Il donnait l’impression d’être immortel, d’avoir toujours été là et de nous survivre tous. Pourtant, la très longue vie de Manoel De Oliveira a pris fin ce jour à Porto, où le réalisateur et scénariste portugais s’est éteint à l’âge de 106 ans. Le cinéma mondial ne perd ainsi pas uniquement son doyen, mais un cinéaste unique dans l’Histoire, à la filmographie passionnante davantage à cause de sa cohérence stylistique qu’en raison du nombre d’œuvres qu’elle comprend. Aussi prolifique l’octogénaire, puis le nonagénaire, voire le centenaire De Oliviera a pu être, cette boulimie de travail, complètement atypique pour le cycle de vie du commun des mortels, ne doit pas nous faire oublier à quel point la formidable réputation du réalisateur repose sur ses films des trente dernières années. Alors qu’on y trouve bon nombre de pépites filmiques, aussi austères qu’exigeantes intellectuellement parlant, son cinéma a avant tout été fidèle à un humanisme éclairé, que l’on craint de voir disparaître à jamais de nos écrans.

AnikiBobo

Des cinquante premières années de la vie de cinéaste de Manoel De Oliveira, il ne reste essentiellement que des esquisses, sous forme de courts-métrages documentaires, notamment déjà sur sa ville natale Porto, des essais expérimentaux, ainsi qu’un long-métrage, Aniki bobo en 1942, célébré rétrospectivement comme un précurseur des courants réalistes qui allaient révolutionner le cinéma européen après la guerre.

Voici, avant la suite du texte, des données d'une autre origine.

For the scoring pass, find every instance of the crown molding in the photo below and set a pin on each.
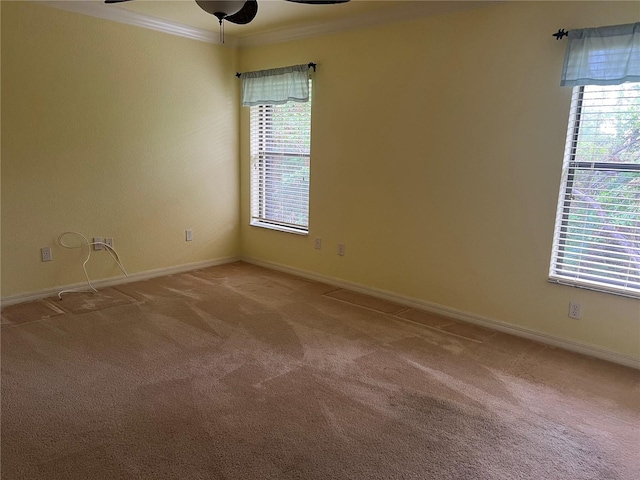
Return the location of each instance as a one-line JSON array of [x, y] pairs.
[[120, 15], [407, 11]]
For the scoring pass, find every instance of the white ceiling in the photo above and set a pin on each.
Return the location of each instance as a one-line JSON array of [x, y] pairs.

Le véritable coup d’envoi, très tardif, de l’éclosion de Manoel De Oliveira comme un cinéaste majeur de son pays, nous le devons à sa rencontre avec le producteur Paulo Branco, qui allait financier pratiquement tous les films du réalisateur à partir des années ’80. Leur première collaboration, Francisca en 1981, s’inscrivait déjà dans le registre de l’œuvre d’art à la fois épurée et épique, ne serait-ce qu’à cause de sa durée de près de trois heures. Après Mon cas avec Bulle Ogier quatre ans plus tard, ils allaient remporter un premier succès artistique majeur la même année grâce à Le Soulier de satin d’après Paul Claudel, dont le potentiel commercial était d’emblée très réduit à cause de sa durée démesurée de près de sept heures !

ValAbraham

Dès lors, Manoel De Oliveira réalisait des films à un rythme digne de Woody Allen, c’est-à-dire un par an pendant plus de deux décennies. Les Cannibales, Non ou la vaine gloire de commander et La Cassette avec son acteur attitré Luis Miguel Cintra, La Divine comédie avec Maria De Medeiros, Val Abraham avec Leonor Silveira, Le Couvent avec Catherine Deneuve et John Malkovich, Party avec Michel Piccoli et Irene Papas, Voyage au début du monde avec Marcello Mastroianni et La Lettre avec Chiara Mastroianni : autant de films dans lesquels s’affinait jusqu’au tournant du siècle le style érudit et pourtant presque sensuel du vieux maître.

UnFilmParle

Alors qu’il avait dépassé les 90 ans, un âge auquel plus personne ou presque ne s’épanouit dans la vie active, De Oliveira continuait imperturbablement avec des films comme Parole et utopie, Le Principe de l’incertitude, Le Cinquième empire, Christophe Colomb L’Enigme et Singularités d’une jeune fille blonde avec son petit-fils Ricardo Trepa, Je rentre à la maison avec Michel Piccoli, la docu-fiction Porto de mon enfance, Un film parlé et Le Miroir magique avec Leonor Silveira, Belle toujours avec Bulle Ogier, L’Etrange affaire Angelica avec Pilar Lopez De Ayala et Gebo et l’ombre avec Michael Lonsdale, Claudia Cardinale et Jeanne Moreau, son dernier long-métrage sorti en septembre 2012. La Cinémathèque Française lui avait consacré une rétrospective au même moment.

GeboEtLOmbre

Un des maîtres incontestés du cinéma européen, celui-ci le lui rendait bien, puisque Manoel De Oliveira avait reçu une Palme d’or d’honneur en 2008 et un Lion d’or d’honneur en 2004. Il avait par ailleurs reçu le Prix du jury au festival de Cannes pour La Lettre et un Grand Prix spécial au festival de Venise pour La Divine comédie.